You might be interested in investigating the cloud and giving your workers greater mobility but aren’t ready to relinquish control of your data to someone else.
In that case, eyeos is for you.
EyeOS ships with an impressive 67 applications and system utilities that include fundamentals like a word processor, address book, file manager, PDF reader and more. eyeos is compatible with both Microsoft Office and Open Office.
A toolkit is provided to enable developers to build their own custom eyeos applications which can then be made available to the rest of the community.
eyeos previously was a finalist in SourceForge’s community choice awards for the category “Most likely to change the world” before winning the August 2009 selected project of the month title. It is easy to see why eyeos has received such lofty acclamation. It is a well-architected system that sets up with a minimum of fuss.

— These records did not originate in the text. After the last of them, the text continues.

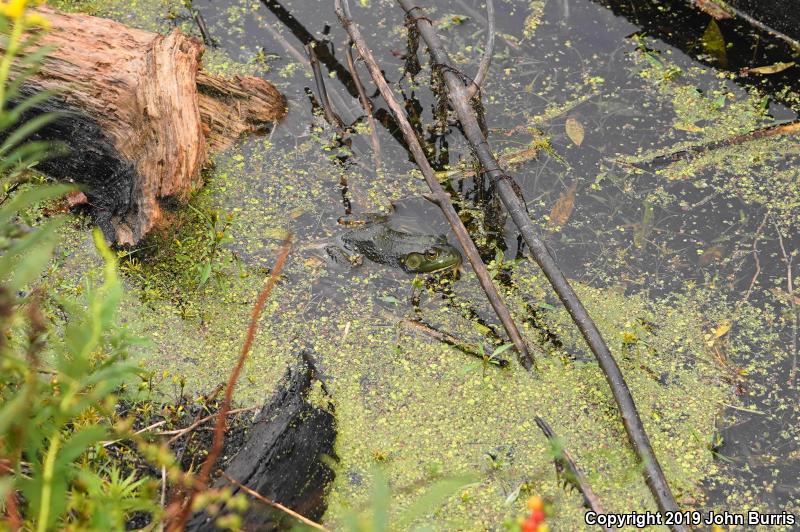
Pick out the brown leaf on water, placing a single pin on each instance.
(769, 69)
(575, 130)
(562, 210)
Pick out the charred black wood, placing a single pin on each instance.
(287, 454)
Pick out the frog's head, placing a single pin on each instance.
(437, 257)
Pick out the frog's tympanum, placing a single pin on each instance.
(372, 237)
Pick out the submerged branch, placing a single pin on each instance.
(449, 339)
(184, 508)
(486, 60)
(508, 191)
(574, 473)
(366, 103)
(330, 115)
(788, 128)
(438, 194)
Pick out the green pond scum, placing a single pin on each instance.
(693, 350)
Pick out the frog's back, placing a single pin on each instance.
(385, 245)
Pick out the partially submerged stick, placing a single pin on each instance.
(182, 509)
(438, 194)
(576, 475)
(788, 128)
(449, 339)
(366, 103)
(506, 186)
(486, 60)
(274, 504)
(330, 115)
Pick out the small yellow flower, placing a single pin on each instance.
(35, 19)
(13, 9)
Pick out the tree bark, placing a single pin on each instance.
(138, 115)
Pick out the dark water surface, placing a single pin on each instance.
(580, 65)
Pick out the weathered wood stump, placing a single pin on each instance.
(286, 455)
(140, 117)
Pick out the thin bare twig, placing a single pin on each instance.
(330, 115)
(179, 433)
(184, 508)
(276, 505)
(510, 195)
(788, 259)
(438, 194)
(366, 103)
(11, 508)
(486, 60)
(451, 340)
(757, 261)
(208, 40)
(163, 493)
(789, 128)
(576, 474)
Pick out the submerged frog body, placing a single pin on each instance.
(372, 237)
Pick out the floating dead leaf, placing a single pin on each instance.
(714, 43)
(786, 297)
(769, 69)
(687, 126)
(575, 130)
(313, 262)
(562, 210)
(722, 329)
(712, 254)
(718, 332)
(714, 8)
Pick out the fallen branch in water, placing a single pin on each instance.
(449, 339)
(508, 191)
(573, 473)
(276, 505)
(179, 433)
(184, 508)
(438, 194)
(789, 128)
(330, 115)
(486, 60)
(366, 103)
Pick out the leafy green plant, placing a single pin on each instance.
(56, 384)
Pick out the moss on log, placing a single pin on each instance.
(139, 116)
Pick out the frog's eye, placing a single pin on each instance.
(413, 261)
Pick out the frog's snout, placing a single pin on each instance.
(435, 258)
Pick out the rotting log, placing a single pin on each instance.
(286, 456)
(139, 117)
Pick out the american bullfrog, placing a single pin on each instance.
(372, 237)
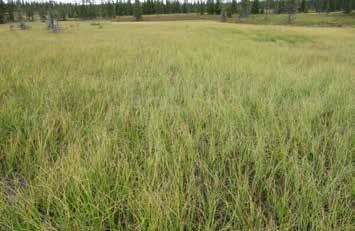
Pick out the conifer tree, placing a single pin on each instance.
(347, 6)
(2, 11)
(255, 7)
(244, 11)
(303, 7)
(137, 10)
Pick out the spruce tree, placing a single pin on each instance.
(244, 11)
(303, 7)
(234, 6)
(2, 11)
(255, 7)
(137, 10)
(347, 6)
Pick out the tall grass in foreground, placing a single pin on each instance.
(174, 126)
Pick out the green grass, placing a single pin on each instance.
(176, 126)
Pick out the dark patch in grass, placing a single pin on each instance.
(281, 38)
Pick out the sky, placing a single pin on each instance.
(96, 1)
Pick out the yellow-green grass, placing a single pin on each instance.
(176, 126)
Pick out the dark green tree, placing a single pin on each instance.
(255, 7)
(137, 10)
(347, 6)
(244, 9)
(2, 11)
(303, 6)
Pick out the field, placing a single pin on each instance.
(189, 125)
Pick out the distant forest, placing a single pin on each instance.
(12, 11)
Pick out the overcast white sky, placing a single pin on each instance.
(98, 1)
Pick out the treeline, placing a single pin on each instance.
(15, 11)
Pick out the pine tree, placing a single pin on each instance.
(303, 7)
(2, 11)
(291, 10)
(223, 14)
(347, 6)
(255, 7)
(244, 11)
(137, 10)
(234, 6)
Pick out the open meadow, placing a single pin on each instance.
(190, 125)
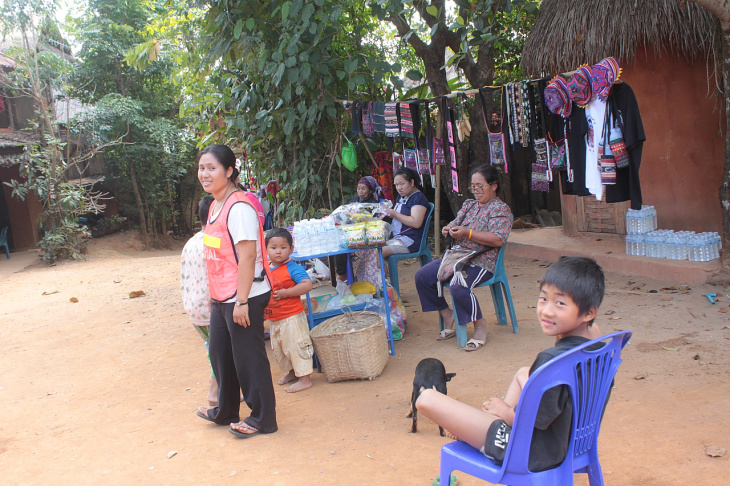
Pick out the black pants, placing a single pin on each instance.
(239, 360)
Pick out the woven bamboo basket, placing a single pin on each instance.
(353, 345)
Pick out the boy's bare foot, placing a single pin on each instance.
(287, 378)
(302, 384)
(243, 430)
(450, 435)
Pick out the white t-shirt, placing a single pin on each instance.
(595, 115)
(243, 225)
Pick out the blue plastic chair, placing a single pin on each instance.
(589, 375)
(4, 241)
(423, 253)
(498, 284)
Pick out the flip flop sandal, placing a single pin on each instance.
(204, 416)
(476, 345)
(446, 334)
(453, 481)
(242, 435)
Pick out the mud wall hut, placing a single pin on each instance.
(668, 51)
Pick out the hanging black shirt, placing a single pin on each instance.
(622, 101)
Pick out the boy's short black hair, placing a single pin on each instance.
(579, 277)
(204, 207)
(279, 233)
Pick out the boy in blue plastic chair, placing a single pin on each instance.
(570, 293)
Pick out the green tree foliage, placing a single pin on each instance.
(140, 107)
(277, 71)
(40, 72)
(478, 38)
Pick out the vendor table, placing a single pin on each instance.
(318, 318)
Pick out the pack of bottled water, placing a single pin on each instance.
(644, 239)
(316, 236)
(679, 245)
(640, 221)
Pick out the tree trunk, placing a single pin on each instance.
(138, 201)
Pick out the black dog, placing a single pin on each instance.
(430, 373)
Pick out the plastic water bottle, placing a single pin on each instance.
(332, 242)
(315, 236)
(694, 248)
(632, 222)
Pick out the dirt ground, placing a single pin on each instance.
(103, 391)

More than that eyeos provides a genuine solution for real-world usage, whether by individuals or by corporations or by academic institutions. You can see a video of eyeos in action inside the Jacint Verdaguer school in Sant Sadurn’ d’Anoia near Barcelona, Spain.
You may also try eyeos for yourself via a free public test server - in fact, you can realistically use that as your own cloud-based server without local setup.
Signing up on the public test server is a cinch – just enter a username and password. No publically identifiable information is requested, not even an e-mail address.
You will find a rich suite of applications from the aforementioned word processor through staples like spreadsheet and presentation, to instant messaging, FTP client, a chess game, recycle bin – heck, even a web browser too!
Each new window opens with alacrity providing a swift and responsive working environment that is a pleasure to use.
You might wonder how such a program can exist, giving away software. Happily, this is one of the beautiful aspects of open source software. The eyeos team raise revenue from training, custom programming, delivering paid support and making branded installations as well as general consulting.